The idea here is to keep one set of VMs running on the hosts of one site and residing on the datastores mounted on the LUNs that have the same site as preferred. The same obviously applies to the second site. You absolutely don’t want to leave DRS with its default settings, otherwise, you will see VMs traveling on the ISL by themselves and you’ll have no idea what to expect the day things go south!
A good idea may be to create 50% of your LUNs with a site affinity on A and the rest of them with a site affinity on B. Name the datastore with an indicator of which site their LUN has the affinity on (e.g. DS-TIER1-A01). You can then create a datastore cluster for each Tier/site combination (e.g. SDRS-T1-A) in which you add the associated datastores.
DRS Host groups
The name of the hosts should also tell you in which site they reside (e.g. ESX-PROD-A01). Create a DRS host group with all the hosts in site A (e.g. DRS-A).
Once the LUNs/Datastores and the hosts are properly identified you can start assigning VMs to Datastore clusters and DRS Host affinity rules. When you want to pin a VM to site A, add it to the list of VMs that should or must (according to your needs) run on hosts members of “DRS-A” and store it on “SDRS-T1-A”. You will want to do this for each VMs working in clustered or pooled way like a bunch of web nodes and spread them on both sites. Avoid using the VM Distribution parameter in your DRS cluster as it could disregard your affinity rules.
I don’t know if this is a thing but I am going to call it the “Why are we not using more resources” Syndrome. If you are planning a Metro-Cluster, this is most likely because you want to be able to survive the loss of one site. Which means if you lose one site you will have a lot of things to restart (or migrate in case of planned maintenance) on the second site. Which means that if you use more than 50% of resources on both sites, there are some things that won’t get to be restarted.
All this makes sense from a technical standpoint, but one day your IT manager, going through the numbers, will show up at your door like “Hey, Why are we not using more resources? The hosts are barely hitting 50%”.
Well, try to pour the content of the first glass into the second one without overflowing it…
However, it would not be accurate to say that you should not be using more than 50% of the overall capacity as a lot of things may not need to be restarted for several different reasons like:
- Non-prod, development, staging, UAT workloads
- Some core infrastructure servers that replicate with each other (LDAP, DNS, WSUS…)
- Servers clustered at the app level (Web nodes, middle tier nodes…), make sure one site’s worth of these can handle full capacity or accept degraded operations
With that said, if you do want to use more than 50% and rely on the fact that the VMs mentioned above will not be restarted, it will be crucial that you do not forget to configure the HA restart priority on all the VMs.

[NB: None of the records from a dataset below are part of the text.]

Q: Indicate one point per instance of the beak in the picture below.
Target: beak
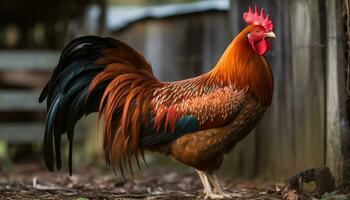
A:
(270, 34)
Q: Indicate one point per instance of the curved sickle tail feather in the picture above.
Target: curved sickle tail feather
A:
(72, 92)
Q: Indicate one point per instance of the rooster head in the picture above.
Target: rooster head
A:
(261, 32)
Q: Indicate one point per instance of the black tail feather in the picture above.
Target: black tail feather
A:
(66, 91)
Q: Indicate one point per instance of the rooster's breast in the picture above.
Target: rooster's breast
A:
(204, 150)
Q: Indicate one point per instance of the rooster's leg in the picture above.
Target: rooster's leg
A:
(217, 187)
(205, 181)
(208, 189)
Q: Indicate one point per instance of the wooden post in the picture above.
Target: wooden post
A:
(338, 138)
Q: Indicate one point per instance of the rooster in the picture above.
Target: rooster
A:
(195, 121)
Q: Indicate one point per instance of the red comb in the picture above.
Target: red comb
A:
(258, 19)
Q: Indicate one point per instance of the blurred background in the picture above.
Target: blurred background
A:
(306, 127)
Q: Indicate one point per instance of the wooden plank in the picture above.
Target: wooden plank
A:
(28, 60)
(31, 132)
(20, 101)
(338, 139)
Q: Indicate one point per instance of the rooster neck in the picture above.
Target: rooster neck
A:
(242, 67)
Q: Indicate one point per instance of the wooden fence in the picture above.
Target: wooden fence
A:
(306, 126)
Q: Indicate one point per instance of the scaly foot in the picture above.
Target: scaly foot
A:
(222, 195)
(214, 196)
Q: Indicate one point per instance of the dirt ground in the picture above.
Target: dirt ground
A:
(31, 182)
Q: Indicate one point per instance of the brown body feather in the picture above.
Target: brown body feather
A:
(132, 91)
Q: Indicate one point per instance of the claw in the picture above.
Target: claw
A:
(214, 196)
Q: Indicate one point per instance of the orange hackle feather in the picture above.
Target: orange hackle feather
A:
(241, 66)
(131, 94)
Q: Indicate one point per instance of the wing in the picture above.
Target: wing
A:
(188, 106)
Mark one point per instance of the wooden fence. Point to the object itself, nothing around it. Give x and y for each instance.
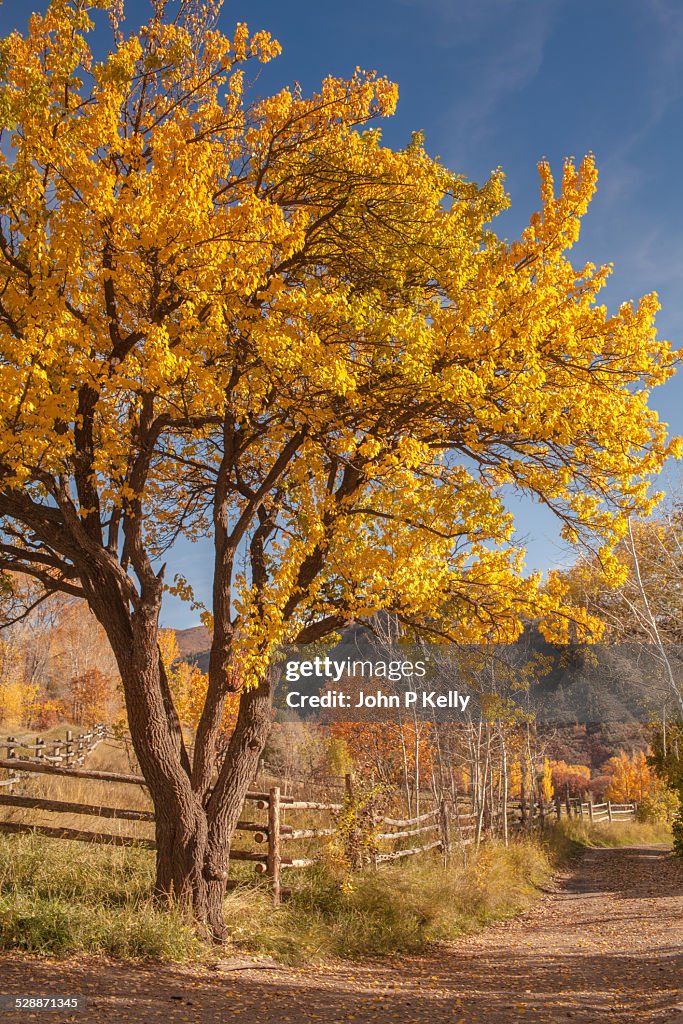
(68, 751)
(389, 839)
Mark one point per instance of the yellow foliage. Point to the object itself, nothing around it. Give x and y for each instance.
(632, 778)
(188, 686)
(189, 275)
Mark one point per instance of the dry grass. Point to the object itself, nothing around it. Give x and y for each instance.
(582, 833)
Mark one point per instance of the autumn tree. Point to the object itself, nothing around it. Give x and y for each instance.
(90, 695)
(247, 320)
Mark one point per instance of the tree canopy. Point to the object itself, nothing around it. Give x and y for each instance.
(247, 318)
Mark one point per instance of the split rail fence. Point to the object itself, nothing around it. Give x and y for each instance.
(390, 839)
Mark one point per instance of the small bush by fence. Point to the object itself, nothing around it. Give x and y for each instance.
(385, 840)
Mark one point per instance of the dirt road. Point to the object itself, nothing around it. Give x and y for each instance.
(607, 946)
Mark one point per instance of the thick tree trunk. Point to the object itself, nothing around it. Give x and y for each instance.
(196, 819)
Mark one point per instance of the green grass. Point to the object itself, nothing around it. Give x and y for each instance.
(57, 898)
(401, 908)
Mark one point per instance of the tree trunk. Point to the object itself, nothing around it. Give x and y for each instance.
(195, 823)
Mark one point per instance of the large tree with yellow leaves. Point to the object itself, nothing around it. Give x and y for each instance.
(248, 320)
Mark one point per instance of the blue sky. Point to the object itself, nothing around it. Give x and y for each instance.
(506, 83)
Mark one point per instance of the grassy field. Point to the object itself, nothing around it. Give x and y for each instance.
(61, 898)
(98, 901)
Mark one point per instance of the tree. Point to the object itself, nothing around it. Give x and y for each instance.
(248, 320)
(90, 697)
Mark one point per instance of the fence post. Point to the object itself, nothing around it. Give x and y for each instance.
(348, 785)
(274, 860)
(445, 829)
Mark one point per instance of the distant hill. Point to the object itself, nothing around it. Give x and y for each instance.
(196, 640)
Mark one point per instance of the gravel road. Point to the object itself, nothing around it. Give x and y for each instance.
(606, 946)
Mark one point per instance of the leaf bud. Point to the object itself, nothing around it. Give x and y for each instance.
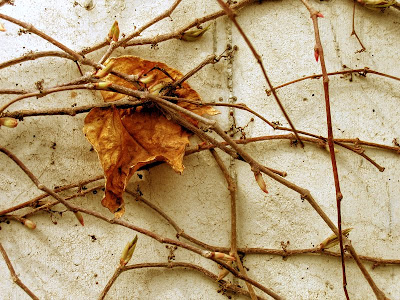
(156, 89)
(8, 122)
(333, 240)
(79, 216)
(377, 3)
(260, 181)
(128, 251)
(28, 223)
(104, 72)
(194, 34)
(113, 35)
(147, 79)
(222, 256)
(103, 84)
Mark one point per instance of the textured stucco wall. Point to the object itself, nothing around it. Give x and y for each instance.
(60, 260)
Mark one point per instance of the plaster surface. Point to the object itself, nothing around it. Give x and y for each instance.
(61, 260)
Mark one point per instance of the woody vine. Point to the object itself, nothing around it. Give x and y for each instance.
(145, 117)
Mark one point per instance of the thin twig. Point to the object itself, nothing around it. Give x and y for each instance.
(320, 52)
(364, 71)
(229, 12)
(232, 192)
(14, 275)
(353, 32)
(170, 265)
(76, 208)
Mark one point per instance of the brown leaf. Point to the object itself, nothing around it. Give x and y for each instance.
(127, 139)
(133, 65)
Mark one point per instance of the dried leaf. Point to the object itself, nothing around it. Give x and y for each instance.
(127, 139)
(133, 65)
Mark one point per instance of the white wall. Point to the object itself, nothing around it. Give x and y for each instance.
(60, 260)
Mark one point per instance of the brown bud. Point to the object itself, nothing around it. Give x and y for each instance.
(79, 216)
(333, 240)
(103, 84)
(128, 251)
(222, 256)
(104, 72)
(114, 32)
(260, 181)
(28, 223)
(194, 34)
(8, 122)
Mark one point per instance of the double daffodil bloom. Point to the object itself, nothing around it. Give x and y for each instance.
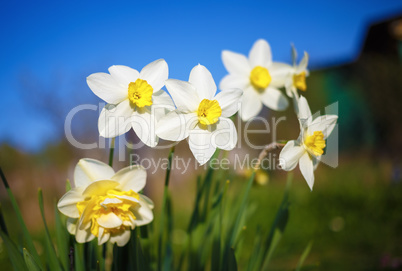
(135, 99)
(105, 204)
(309, 147)
(201, 114)
(258, 77)
(296, 79)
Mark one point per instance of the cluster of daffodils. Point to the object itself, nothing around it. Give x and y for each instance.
(107, 205)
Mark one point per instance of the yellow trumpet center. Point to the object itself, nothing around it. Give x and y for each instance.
(111, 211)
(299, 81)
(209, 112)
(140, 93)
(315, 143)
(260, 78)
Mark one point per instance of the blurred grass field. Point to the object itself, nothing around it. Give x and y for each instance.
(352, 216)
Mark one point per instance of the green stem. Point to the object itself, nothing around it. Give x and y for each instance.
(27, 237)
(111, 151)
(107, 250)
(164, 203)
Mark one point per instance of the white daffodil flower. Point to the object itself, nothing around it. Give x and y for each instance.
(135, 99)
(202, 114)
(258, 77)
(296, 78)
(309, 147)
(105, 204)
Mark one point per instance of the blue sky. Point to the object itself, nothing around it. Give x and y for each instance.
(65, 41)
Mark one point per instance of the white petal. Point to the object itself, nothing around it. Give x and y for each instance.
(107, 88)
(235, 63)
(203, 82)
(109, 221)
(144, 125)
(123, 75)
(155, 73)
(175, 126)
(72, 225)
(89, 170)
(290, 155)
(225, 135)
(184, 95)
(307, 169)
(303, 109)
(68, 203)
(131, 178)
(115, 120)
(143, 213)
(303, 64)
(84, 235)
(121, 238)
(274, 99)
(148, 201)
(103, 236)
(108, 201)
(99, 188)
(260, 54)
(279, 73)
(229, 100)
(325, 124)
(200, 141)
(234, 81)
(162, 99)
(251, 104)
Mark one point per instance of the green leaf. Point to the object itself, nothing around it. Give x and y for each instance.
(25, 233)
(29, 261)
(62, 239)
(279, 224)
(15, 255)
(303, 257)
(52, 258)
(232, 266)
(236, 228)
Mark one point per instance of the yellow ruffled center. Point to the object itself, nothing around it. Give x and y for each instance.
(315, 143)
(140, 93)
(114, 204)
(260, 78)
(209, 112)
(299, 81)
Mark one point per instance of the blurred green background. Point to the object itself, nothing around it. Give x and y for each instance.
(353, 215)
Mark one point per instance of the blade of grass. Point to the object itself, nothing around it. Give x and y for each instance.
(162, 228)
(3, 226)
(13, 253)
(243, 204)
(27, 236)
(303, 257)
(279, 224)
(52, 256)
(61, 239)
(29, 261)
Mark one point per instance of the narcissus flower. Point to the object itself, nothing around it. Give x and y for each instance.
(296, 78)
(309, 147)
(135, 99)
(258, 77)
(105, 204)
(202, 114)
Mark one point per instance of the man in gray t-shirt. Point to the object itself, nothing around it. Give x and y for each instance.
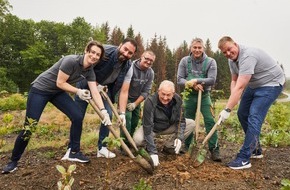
(140, 87)
(258, 80)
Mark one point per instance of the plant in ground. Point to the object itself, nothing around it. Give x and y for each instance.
(285, 184)
(112, 143)
(142, 185)
(66, 180)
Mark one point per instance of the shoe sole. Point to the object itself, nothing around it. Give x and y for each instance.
(77, 160)
(99, 155)
(8, 172)
(257, 156)
(241, 167)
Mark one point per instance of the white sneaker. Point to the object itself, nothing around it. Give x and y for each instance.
(65, 157)
(104, 152)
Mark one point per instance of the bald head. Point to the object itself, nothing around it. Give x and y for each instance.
(166, 91)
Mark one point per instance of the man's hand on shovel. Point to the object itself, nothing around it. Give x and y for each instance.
(106, 120)
(123, 118)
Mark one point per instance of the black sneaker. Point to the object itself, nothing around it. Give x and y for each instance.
(257, 154)
(167, 150)
(11, 167)
(215, 156)
(77, 157)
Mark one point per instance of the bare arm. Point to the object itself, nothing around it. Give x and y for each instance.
(61, 82)
(139, 100)
(95, 94)
(123, 98)
(238, 85)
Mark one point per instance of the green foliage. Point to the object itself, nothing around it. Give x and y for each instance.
(6, 83)
(276, 132)
(285, 184)
(66, 181)
(7, 119)
(216, 95)
(142, 185)
(186, 92)
(13, 102)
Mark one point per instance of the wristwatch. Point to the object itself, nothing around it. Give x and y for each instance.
(228, 110)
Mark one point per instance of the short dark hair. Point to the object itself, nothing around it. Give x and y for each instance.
(132, 41)
(95, 43)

Those that will be left for dead must have HA restart priority set to disabled in the VM override settings.
Implementing a Metro-Cluster can definitely make your infrastructure a lot more tolerant to outages but the risk is to think that you are covered by just having stretched storage and that you have nothing to worry about. Planning for a Metro-Cluster is a very interesting process as well as the implementation of it as it pushes the architect to really understand all the different components and think about each and every failure scenarios. If you are unsure about which way to go regarding the storage, it is highly recommended that you speak with your storage provider for advice and supported configurations.